14.  La Plateforme est  constituée en tant qu’instrument de conquête et de gestion du pouvoir politique  en vue de la refondation de l’État  pour le mettre au service de la société. Elle participe aux compétitions électorales en présentant des candidat(e)s  pour  les postes. Elle entend œuvrer pour que ses élu(e)s à n’importe quel niveau que ce soit répondent des attentes placées en eux, travaillent au renforcement de l’État, au développement de la société, à l’amélioration des conditions de vie de la population, notamment des catégories sociales défavorisées comme les jeunes, les femmes et les paysans, et à la défense des droits de la personne. Pour cela, la Plateforme édicte des critères devant présider au choix des candidat(e)s. Ils sont de manière non limitative :

  • Concertation et désignation par la base
  • Éligibilité vérifiée selon les exigences de la Constitution et de la Loi électorale

                      (documents en bonne et due forme, valeur de la caution disponible, capacité de

                       financer partiellement la campagne démontrée)

  • Priorité aux élus en compétition pour leur réélection à condition de n’avoir pas été

 

                        transfuges, déloyaux envers leur parti;  de n’être  l’objet de poursuite judiciaire;  

                        de n’être pas contestés majoritairement par la base électorale  de la Plateforme

  • Priorité aux femmes candidates présentant un potentiel électoral avéré
  • Priorité aux membres actifs des organisations constitutives de la Plateforme dont le sentiment d’appartenance est éprouvé et par conséquent la loyauté future et la discipline seront garanties
  • Priorité aux personnalités intégrant la Plateforme dont le sérieux, l’engagement politique ou social ne peuvent être mis en doute, et leur acceptation par la base électorale  ne pose grandement problème
  • Validation par le directoire national

15.  La Plateforme est l’expression d’une volonté de moderniser la vie politique.
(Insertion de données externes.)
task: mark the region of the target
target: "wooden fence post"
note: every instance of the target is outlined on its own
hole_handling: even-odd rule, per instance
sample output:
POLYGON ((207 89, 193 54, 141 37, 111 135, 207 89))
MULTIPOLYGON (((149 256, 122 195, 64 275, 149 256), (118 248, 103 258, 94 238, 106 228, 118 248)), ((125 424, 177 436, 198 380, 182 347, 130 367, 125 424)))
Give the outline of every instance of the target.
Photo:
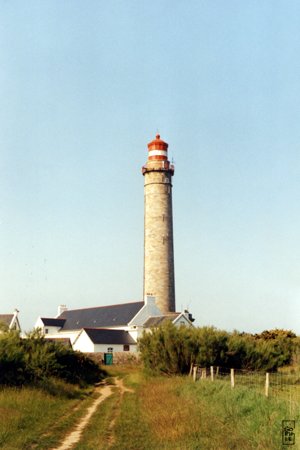
POLYGON ((197 380, 197 366, 195 365, 193 367, 193 381, 197 380))
POLYGON ((214 381, 214 366, 210 366, 210 379, 214 381))
POLYGON ((270 386, 270 374, 266 373, 266 384, 265 384, 265 396, 269 397, 269 386, 270 386))
POLYGON ((230 369, 230 384, 231 388, 234 388, 234 369, 230 369))

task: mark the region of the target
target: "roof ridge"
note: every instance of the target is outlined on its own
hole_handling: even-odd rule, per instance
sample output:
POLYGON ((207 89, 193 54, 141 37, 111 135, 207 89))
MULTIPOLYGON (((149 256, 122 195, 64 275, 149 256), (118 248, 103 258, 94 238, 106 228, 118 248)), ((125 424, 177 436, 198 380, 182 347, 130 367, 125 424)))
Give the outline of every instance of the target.
POLYGON ((108 331, 126 331, 128 330, 120 329, 120 328, 107 328, 107 327, 82 327, 82 330, 108 330, 108 331))
POLYGON ((70 312, 70 311, 84 311, 84 310, 87 310, 87 309, 100 309, 100 308, 115 308, 116 306, 134 305, 136 303, 144 304, 144 301, 139 300, 139 301, 136 301, 136 302, 117 303, 116 305, 89 306, 88 308, 66 309, 57 318, 62 316, 64 313, 67 313, 67 312, 70 312))
POLYGON ((60 319, 59 317, 40 317, 41 320, 43 319, 50 319, 50 320, 66 320, 63 317, 60 319))
POLYGON ((149 316, 149 318, 150 317, 168 317, 168 316, 179 316, 181 313, 177 313, 177 312, 170 312, 170 313, 167 313, 167 314, 159 314, 159 315, 156 315, 156 316, 149 316))

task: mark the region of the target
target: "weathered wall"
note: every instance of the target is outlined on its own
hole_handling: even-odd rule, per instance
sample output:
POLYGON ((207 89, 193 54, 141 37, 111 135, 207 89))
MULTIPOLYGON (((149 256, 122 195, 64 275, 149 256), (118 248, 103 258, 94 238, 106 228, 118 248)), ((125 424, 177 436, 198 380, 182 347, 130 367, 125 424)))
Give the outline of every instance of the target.
POLYGON ((162 313, 175 311, 171 173, 144 174, 144 295, 153 294, 162 313))
MULTIPOLYGON (((99 364, 103 364, 104 361, 104 353, 89 353, 89 357, 92 358, 99 364)), ((114 352, 113 353, 113 363, 115 365, 136 365, 140 363, 140 356, 138 353, 131 352, 114 352)))

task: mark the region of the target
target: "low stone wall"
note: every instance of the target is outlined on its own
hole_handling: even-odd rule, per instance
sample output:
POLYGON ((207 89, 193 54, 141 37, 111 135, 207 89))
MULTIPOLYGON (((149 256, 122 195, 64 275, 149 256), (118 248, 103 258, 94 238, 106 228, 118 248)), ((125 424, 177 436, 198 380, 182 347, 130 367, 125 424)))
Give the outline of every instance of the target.
MULTIPOLYGON (((98 364, 104 364, 104 353, 89 353, 91 359, 93 359, 98 364)), ((140 356, 138 353, 131 352, 114 352, 113 353, 113 364, 120 365, 136 365, 140 363, 140 356)))

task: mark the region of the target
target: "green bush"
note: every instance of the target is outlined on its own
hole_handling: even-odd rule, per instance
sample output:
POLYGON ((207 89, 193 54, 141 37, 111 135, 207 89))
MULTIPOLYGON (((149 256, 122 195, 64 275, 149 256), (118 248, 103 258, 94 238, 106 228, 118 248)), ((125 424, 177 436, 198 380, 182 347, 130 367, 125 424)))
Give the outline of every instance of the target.
POLYGON ((16 332, 0 334, 0 385, 23 385, 30 378, 20 337, 16 332))
POLYGON ((87 385, 104 371, 90 358, 33 332, 22 339, 17 332, 0 334, 0 385, 40 384, 55 377, 87 385))
POLYGON ((228 333, 214 327, 186 328, 167 323, 144 333, 139 350, 146 368, 167 374, 187 373, 191 364, 222 365, 228 333))
POLYGON ((172 323, 154 328, 139 339, 145 367, 167 374, 187 373, 191 364, 274 371, 290 364, 297 348, 299 340, 291 331, 251 335, 214 327, 178 328, 172 323))
POLYGON ((202 367, 223 366, 228 352, 228 333, 214 327, 194 329, 196 363, 202 367))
Elle  exige des acteurs un comportement qui témoigne de leur appartenance à une dynamique nouvelle, un cadre de fonctionnement caractérisé par le respect des engagements contractés, la protection de l’image et la défense des intérêts du groupe en toute priorité, la valorisation de la politique et des personnes qui s’y consacrent. Les membres de la Plateforme en général et  ses représentants dans les organes de l’État en particulier sont astreints à un code de conduite qu’ils s’engagent préalablement à respecter. Les dispositions du code de comportement et de morale politique auxquelles les candidat(e)s et tous les membres de la Plateforme adhèrent, prescrivent, par exemple, de :

  • s’interdire toute forme de corruption et de trafic d’influence
  • respecter l’honorabilité de la fonction de représentant de l’État
  • payer régulièrement sa contribution aux caisses de la Plateforme  
  • agir dans  le souci du bien commun
  • se comporter toujours en représentant et serviteur de la Nation pratiquer le respect de l’autre, la tolérance et la transparence dans ses activités d’homme ou de femme publique

16.  La Plateforme est organisée et mise en ordre de combat pour conquérir les espaces de pouvoir. Les postes électifs sont investis par les candidats élus qui ouvrent la voie à la fonction publique et aux instances du gouvernement qui sont les lieux d’application des programmes et de la direction effective de l’État. Ces espaces de pouvoir au sein de l’Exécutif, en cas de victoire majoritaire aux législatives, seront occupés par les politiques et les cadres de la Plateforme. Il importe, pour prévenir toute mésaventure ou déconvenue, de veiller à établir préalablement les règles de partage du pouvoir afin de garantir la viabilité de la Plateforme, sa cohésion, sa consolidation et sa pérennité.